Descriptive statistics of pandas DataFrames
In this lesson, you will learn how to get helpful statistical information about pandas datasets, such as the mean, maximum, and standard deviation. This will help you better understand your data and facilitate further data analysis.
So far, we haven't learned much about the data in our companies DataFrame.
However, the most important aspect of data analysis is understanding what the data is actually telling us. What can we learn from all these numbers and strings?
One important step is to get some descriptive statistics about the columns in your DataFrame.
A very important tool to get a quick overview is the DataFrame.describe()
method.
Let's apply DataFrame.describe()
to the 'Expenses (USD)' column of our DataFrame and see what happens:
import pandas as pd
df = pd.read_csv('/data/companies.csv')
print(df['Expenses (USD)'].describe())
We obtain various summary statistics about the column.
However, the numbers themselves are not very readable.
So, before we proceed, I'd like to show you a trick to control how floating-point numbers of pandas data frames are displayed.
Whenever I work with pandas, I include the following line of code immediately after importing the library:
pd.options.display.float_format = '{:,.2f}'.format
This makes all numerical outputs from pandas more readable.
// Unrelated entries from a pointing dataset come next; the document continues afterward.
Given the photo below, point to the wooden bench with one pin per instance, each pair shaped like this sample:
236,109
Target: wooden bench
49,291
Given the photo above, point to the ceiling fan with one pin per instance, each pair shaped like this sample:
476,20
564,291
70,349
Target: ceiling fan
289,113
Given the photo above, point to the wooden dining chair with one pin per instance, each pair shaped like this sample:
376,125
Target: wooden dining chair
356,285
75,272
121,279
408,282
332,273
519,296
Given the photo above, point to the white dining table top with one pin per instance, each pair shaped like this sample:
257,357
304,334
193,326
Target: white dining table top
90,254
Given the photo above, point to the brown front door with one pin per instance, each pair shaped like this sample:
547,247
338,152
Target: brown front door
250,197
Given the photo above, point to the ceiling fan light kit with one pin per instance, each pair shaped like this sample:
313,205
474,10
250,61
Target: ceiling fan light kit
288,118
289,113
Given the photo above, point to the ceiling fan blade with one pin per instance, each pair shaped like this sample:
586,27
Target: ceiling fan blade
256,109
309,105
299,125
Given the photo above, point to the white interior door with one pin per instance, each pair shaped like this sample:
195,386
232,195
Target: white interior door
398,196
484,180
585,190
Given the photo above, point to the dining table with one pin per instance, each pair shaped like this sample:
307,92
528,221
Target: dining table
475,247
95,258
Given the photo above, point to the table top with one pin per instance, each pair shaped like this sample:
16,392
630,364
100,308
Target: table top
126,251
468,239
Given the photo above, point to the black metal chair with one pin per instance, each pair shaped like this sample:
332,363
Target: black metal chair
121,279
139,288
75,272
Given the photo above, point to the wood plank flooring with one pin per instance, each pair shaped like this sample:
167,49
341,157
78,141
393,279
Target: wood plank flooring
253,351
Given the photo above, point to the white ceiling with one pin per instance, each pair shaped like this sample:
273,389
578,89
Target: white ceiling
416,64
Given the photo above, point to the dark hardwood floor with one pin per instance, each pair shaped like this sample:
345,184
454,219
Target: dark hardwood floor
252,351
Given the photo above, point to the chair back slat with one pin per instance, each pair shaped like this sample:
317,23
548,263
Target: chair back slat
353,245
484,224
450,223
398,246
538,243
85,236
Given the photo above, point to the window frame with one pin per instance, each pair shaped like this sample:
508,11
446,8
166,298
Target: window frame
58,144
Let's include this line and rerun our example from above:
import pandas as pd
pd.options.display.float_format = '{:,.2f}'.format
df = pd.read_csv('/data/companies.csv')
print(df['Expenses (USD)'].describe())
This output is much more helpful and tells us a lot about the expenses of the companies in our DataFrame.
Let's have a look at the information that we obtain from the DataFrame.describe()
method.
count
is the number of non-NA/null observations.
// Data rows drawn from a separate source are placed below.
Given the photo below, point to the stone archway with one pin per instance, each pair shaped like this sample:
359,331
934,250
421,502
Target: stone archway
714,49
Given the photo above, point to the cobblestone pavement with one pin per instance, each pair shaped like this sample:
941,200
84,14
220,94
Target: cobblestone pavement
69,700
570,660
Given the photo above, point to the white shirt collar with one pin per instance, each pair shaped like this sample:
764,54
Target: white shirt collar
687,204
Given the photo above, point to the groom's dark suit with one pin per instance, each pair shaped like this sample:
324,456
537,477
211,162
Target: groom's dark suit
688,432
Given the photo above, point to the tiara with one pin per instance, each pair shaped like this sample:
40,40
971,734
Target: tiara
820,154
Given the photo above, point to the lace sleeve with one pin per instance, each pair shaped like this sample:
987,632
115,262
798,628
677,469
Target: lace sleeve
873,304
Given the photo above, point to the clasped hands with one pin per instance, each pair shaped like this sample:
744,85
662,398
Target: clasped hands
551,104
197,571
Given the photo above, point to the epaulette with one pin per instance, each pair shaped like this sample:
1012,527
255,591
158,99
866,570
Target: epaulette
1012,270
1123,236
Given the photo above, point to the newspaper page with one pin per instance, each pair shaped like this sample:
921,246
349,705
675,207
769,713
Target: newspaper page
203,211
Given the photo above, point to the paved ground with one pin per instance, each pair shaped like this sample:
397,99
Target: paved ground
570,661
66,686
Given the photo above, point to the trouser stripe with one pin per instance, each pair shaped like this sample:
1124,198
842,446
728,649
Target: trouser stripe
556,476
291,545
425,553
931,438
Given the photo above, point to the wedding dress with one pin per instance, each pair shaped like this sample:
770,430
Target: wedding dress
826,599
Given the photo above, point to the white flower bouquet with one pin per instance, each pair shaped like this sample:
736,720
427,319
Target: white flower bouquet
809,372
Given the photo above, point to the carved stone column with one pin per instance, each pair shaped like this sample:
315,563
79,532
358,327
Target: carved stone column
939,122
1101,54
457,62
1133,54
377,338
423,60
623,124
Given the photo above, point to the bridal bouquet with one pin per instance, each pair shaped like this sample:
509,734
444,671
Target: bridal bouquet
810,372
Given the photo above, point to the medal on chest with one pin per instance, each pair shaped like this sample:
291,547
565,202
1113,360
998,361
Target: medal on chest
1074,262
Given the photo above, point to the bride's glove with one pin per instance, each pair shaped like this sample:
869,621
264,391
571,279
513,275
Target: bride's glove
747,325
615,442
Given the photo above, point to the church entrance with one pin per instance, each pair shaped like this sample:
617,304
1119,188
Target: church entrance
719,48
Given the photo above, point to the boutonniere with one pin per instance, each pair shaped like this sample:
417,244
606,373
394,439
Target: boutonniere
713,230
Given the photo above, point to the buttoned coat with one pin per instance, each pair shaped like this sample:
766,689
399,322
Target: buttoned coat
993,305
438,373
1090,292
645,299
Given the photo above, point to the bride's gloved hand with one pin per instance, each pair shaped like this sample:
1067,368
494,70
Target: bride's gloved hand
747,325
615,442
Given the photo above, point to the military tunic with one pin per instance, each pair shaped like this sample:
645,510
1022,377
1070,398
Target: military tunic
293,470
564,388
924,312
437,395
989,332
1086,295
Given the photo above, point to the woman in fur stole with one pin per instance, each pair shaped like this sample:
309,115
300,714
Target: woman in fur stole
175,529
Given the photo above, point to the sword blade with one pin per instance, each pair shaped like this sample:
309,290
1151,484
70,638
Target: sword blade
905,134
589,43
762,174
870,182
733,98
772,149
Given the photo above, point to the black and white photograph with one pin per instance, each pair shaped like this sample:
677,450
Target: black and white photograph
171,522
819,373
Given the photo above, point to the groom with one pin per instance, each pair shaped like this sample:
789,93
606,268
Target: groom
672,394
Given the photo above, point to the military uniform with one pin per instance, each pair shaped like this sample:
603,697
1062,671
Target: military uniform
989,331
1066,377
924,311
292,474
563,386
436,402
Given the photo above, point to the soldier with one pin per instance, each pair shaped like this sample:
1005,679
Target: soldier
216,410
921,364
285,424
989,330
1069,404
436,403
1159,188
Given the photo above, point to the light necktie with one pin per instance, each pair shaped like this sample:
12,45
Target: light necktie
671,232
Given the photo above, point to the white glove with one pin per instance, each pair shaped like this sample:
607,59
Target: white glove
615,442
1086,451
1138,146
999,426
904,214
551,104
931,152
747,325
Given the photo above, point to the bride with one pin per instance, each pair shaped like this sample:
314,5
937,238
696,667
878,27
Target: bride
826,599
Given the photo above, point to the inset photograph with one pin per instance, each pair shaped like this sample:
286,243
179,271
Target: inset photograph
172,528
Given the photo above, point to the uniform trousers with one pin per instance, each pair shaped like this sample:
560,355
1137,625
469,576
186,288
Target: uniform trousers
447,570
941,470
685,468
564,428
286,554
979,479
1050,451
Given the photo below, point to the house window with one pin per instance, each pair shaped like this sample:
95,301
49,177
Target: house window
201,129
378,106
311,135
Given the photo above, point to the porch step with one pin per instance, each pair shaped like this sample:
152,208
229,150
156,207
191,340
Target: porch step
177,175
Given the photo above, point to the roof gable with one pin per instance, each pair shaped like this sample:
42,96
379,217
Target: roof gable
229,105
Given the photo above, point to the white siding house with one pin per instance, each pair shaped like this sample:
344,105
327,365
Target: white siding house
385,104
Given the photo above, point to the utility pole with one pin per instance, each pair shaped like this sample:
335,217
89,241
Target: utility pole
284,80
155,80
That means we have the expenses from 49 companies in our dataset. Since the entire dataset has 49 companies, there's no missing information.
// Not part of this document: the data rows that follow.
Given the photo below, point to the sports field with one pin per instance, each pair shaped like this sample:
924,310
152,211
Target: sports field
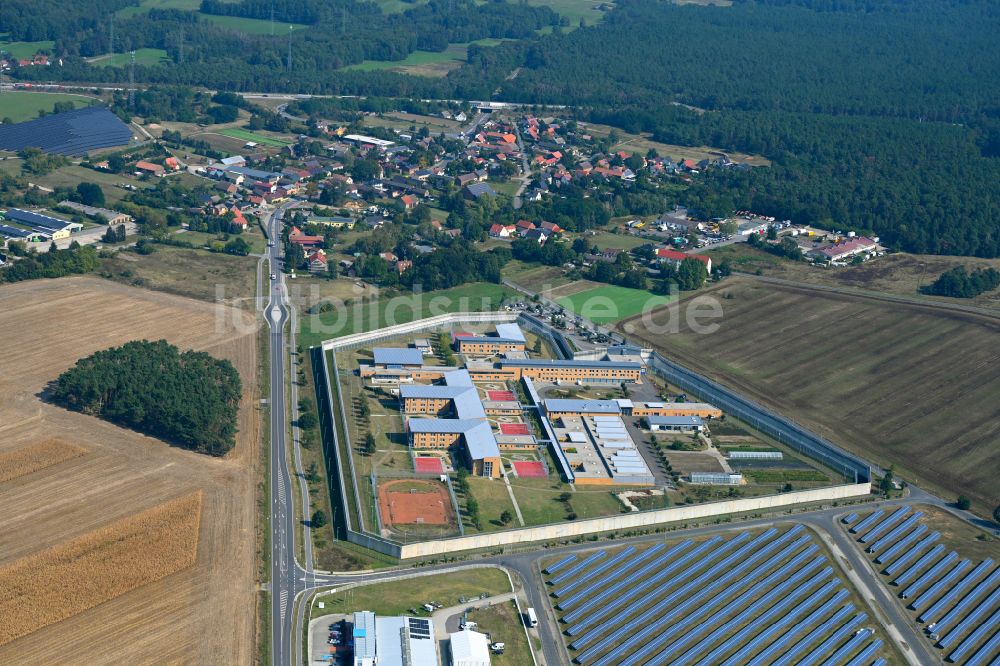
608,303
20,106
914,386
246,135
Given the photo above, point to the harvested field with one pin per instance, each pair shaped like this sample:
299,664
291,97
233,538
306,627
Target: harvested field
34,457
407,502
909,385
102,565
191,616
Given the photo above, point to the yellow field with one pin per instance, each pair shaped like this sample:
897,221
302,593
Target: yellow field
195,615
102,565
35,457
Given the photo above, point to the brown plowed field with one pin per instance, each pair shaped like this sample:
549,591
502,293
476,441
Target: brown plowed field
910,385
202,614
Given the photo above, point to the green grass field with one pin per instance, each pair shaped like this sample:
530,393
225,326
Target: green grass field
362,315
251,26
142,57
24,49
608,304
20,106
246,135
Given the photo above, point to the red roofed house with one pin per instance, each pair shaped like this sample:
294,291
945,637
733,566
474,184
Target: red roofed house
674,257
317,262
296,236
149,167
502,230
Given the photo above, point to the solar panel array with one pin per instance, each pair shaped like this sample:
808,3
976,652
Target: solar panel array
753,598
71,133
959,608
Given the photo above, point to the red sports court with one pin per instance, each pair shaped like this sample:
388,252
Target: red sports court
514,429
428,465
529,470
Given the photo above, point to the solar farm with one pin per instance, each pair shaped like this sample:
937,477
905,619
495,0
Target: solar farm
956,599
71,133
755,598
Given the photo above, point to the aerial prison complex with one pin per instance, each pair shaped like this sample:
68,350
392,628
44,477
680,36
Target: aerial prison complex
471,412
The mean value indicates that the companies spent an average of 3,844,465.98
USD.
std
stands for standard deviation and shows how spread out the values are around the mean.
With a standard deviation of 1,199,195.19
, which is almost a third of the mean, there's quite a bit of variation among the different companies.
The minimum expenses a company in our data incurred are indicated by min
, the maximum by max
.
The 25%
, 50%
, and 75%
values are also known as the 1st, 2nd, and 3rd quartiles.
The 1st quartile, 25%
, tells us that 25% of all data points are less than or equal to this value.
The 2nd quartile, 50%
, indicates that half of the data points are below this value, and half are above it. This is also called the median.
The 3rd quartile, 75%
, indicates that 75% of the data points are less than or equal to this value.
While this information is very helpful, sometimes you might want to calculate only one of the summary statistics.
Luckily, there's a method for each of these values:
# get number of non-NA/null observations
df['Expenses (USD)'].count()
# get average value
df['Expenses (USD)'].mean()
# get standard deviation
df['Expenses (USD)'].std()
# get minimum value
df['Expenses (USD)'].min()
# get maximum value
df['Expenses (USD)'].max()
# get 25th percentile
df['Expenses (USD)'].quantile(0.25)
# get median
df['Expenses (USD)'].median()
# get 75th percentile
df['Expenses (USD)'].quantile(0.75)
Another very important method in the context of pandas DataFrames is value_counts()
.
value_counts()
returns the counts of unique values or rows in a specific column or the entire DataFrame.
For instance, here we obtain the counts of unique values in the 'Industry' column:
import pandas as pd
df = pd.read_csv('/data/companies.csv')
print(df['Industry'].value_counts())
To obtain all unique values of a column, you can use unique()
:
import pandas as pd
df = pd.read_csv('/data/companies.csv')
print(df['Industry'].unique())